Estos buenos datos “de flujo” mejoran la composición del empleo, aunque aún consolidan demasiado poco un cambio radical en “el stock” de empleo, y en el modelo productivo en España. Las ocupaciones técnicas han pasado en cinco años del 29,4% al 32,4% del empleo asalariado, y las ocupaciones elementales han bajado del 15,2 al 14% del empleo total.

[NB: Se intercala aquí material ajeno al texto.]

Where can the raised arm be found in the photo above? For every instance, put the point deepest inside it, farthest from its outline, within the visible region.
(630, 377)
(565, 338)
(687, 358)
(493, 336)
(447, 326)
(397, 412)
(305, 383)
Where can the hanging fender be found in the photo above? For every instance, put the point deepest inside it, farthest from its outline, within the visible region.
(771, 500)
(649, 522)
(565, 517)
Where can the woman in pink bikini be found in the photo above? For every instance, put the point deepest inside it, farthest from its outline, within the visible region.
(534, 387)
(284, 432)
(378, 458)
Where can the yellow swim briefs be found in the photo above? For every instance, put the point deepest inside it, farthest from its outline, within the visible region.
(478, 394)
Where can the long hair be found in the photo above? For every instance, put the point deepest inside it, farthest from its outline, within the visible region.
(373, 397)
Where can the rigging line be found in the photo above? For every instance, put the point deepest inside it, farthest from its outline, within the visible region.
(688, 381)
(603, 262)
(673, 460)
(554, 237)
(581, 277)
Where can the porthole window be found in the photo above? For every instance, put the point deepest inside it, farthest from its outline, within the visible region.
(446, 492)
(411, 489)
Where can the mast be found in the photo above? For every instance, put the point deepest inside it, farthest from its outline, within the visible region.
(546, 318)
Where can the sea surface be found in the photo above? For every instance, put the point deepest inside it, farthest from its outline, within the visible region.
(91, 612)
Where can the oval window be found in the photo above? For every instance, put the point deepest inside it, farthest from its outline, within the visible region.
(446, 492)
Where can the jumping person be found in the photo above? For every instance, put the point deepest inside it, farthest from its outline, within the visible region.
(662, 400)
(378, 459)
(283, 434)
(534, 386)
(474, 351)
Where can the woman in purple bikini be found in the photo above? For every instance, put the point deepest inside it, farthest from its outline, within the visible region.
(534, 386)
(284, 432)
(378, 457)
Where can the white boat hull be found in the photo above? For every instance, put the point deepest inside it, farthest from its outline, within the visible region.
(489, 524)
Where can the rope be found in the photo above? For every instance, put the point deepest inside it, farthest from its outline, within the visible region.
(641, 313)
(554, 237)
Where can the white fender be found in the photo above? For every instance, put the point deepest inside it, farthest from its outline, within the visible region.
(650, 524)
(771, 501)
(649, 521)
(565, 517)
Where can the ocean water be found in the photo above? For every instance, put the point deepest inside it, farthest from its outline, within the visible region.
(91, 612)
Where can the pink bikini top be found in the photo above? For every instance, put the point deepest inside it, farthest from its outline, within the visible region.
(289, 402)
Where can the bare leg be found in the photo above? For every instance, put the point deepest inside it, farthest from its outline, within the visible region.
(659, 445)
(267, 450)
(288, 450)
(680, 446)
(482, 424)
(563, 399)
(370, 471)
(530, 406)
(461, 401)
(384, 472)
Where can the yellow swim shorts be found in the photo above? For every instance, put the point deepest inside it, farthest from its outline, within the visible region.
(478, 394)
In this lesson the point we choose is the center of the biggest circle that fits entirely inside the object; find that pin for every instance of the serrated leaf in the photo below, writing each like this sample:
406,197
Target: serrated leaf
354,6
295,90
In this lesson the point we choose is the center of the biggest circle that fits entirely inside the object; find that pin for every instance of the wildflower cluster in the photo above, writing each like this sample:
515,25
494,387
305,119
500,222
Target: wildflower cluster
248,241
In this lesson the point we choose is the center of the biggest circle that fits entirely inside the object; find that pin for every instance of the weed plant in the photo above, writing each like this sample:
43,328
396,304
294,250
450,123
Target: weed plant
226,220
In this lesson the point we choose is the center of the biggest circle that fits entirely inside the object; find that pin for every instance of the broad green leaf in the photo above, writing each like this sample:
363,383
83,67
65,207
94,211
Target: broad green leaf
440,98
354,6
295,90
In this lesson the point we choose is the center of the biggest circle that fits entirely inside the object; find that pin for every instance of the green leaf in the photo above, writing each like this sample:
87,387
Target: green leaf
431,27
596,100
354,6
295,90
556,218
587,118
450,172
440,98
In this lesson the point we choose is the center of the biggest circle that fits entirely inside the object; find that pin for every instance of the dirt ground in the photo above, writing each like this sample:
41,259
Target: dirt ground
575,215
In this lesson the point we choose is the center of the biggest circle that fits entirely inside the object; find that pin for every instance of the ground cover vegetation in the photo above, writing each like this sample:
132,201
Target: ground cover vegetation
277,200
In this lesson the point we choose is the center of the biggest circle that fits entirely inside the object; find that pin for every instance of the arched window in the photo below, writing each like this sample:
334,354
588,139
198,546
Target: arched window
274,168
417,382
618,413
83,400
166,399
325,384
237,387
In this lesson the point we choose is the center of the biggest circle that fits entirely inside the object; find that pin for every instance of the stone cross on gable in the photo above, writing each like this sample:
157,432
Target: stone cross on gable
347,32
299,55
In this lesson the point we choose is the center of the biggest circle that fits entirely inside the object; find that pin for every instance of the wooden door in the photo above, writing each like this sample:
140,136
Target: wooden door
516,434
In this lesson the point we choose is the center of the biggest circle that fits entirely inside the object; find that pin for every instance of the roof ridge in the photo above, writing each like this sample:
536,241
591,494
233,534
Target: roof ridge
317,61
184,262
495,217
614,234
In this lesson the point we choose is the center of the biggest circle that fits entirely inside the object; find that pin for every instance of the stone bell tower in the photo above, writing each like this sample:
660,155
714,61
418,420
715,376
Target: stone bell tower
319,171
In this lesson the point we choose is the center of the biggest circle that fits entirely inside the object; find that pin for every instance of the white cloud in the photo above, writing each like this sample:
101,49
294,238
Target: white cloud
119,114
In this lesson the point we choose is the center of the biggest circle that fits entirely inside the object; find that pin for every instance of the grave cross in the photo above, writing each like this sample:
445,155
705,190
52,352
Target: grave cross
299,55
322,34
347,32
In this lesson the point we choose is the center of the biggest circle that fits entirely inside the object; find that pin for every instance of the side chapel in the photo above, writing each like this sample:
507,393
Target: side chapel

Otro dato muy relevante y seguro que discutible, es la evolución de la productividad. Tomando los datos del Observatorio de Márgenes Empresariales que utiliza fuentes tributarias para ofrecer una panorámica del sector privado no financiero, entre 2018 y 2023 se produjo una mejora de la productividad real por asalariado del 16,4%. Esta evolución habría sido compatible con la mejora neta del empleo antes descrita y seria inédita en la historia económica reciente de España. Recordemos que en nuestro país los incrementos de productividad habitualmente se dan en las fases recesivas, producto de la dramática pérdida de puestos de trabajo, que solía ser más acusada que la propia caída económica. Una evolución por tanto pasiva e indeseable de la productividad.
En opinión de CCOO, esta evolución del empleo nos tienen que impulsar en un doble sentido. Por un lado, seguir mejorando los incentivos para que la rentabilidad futura de las empresas no se base en las desgastadas fórmulas de la precariedad y los bajos salarios. Al contrario. Es el momento de mejorar el marco regulatorio en el que se vayan a crear los puestos de trabajo del presente y del futuro. Es el momento de una reducción legal de la jornada de trabajo, que acompañe y mejore lo que ya en las últimas décadas se ha avanzado desde la negociación colectiva. Las futuras mejoras de la productividad que se prevé que tenga la economía española deben repartirse equitativamente y las personas trabajadoras deben apropiárselas en la negociación en los convenios colectivos, pero también a través de un marco regulador más favorable. Debe abordarse una mejor regulación de los procesos de externalización productiva y del riesgo digital de la economía de plataforma. Se trata de evitar que el modelo empresarial del futuro se pretenda rentabilizar en base a viejas inercias de explotación, hoy aún muy presentes en nuestro país.
Por otro lado, es necesario poner toda la carne en el asador en materia de políticas sectoriales e industriales. Hay que bajar el balón al piso para desplegar toda la potencialidad de la transición digital y energética en España. La inversión pública a través de los distintos presupuestos de las Administraciones y los fondos Next Generation, tienen que movilizar la inversión privada necesaria para aprovechar las posibilidades de convertir a nuestro país en una potencia de energía barata y renovable que sirva para localizar actividad productiva y no especulativa. España no puede ser el hábitat de castas extractivas y parasitarias, para los pelotazos urbanísticos, para la vieja alianza financiero-inmobiliaria, el paraíso de los estraperlistas, intermediarios, rentistas y mercachifles varios.
En cierto modo, las cartas en la economía-mundo se están repartiendo de nuevo como siempre ocurre en las transiciones energéticas por sus enormes afectaciones e intereses en juego. Ni el renovado riesgo bélico al que se somete a Europa, ni las pugnas geoestratégicas entre las grandes potencias, y me atrevería a decir que ni el ruido político que asola a nuestro país en los últimos años, son ajenos a la profundidad de las transformaciones en marcha, y a todos los recursos que se movilizan en estos interregnos que transcurren entre lo que no acaba de morir y lo que no acaba de nacer. Es el momento y es ahora.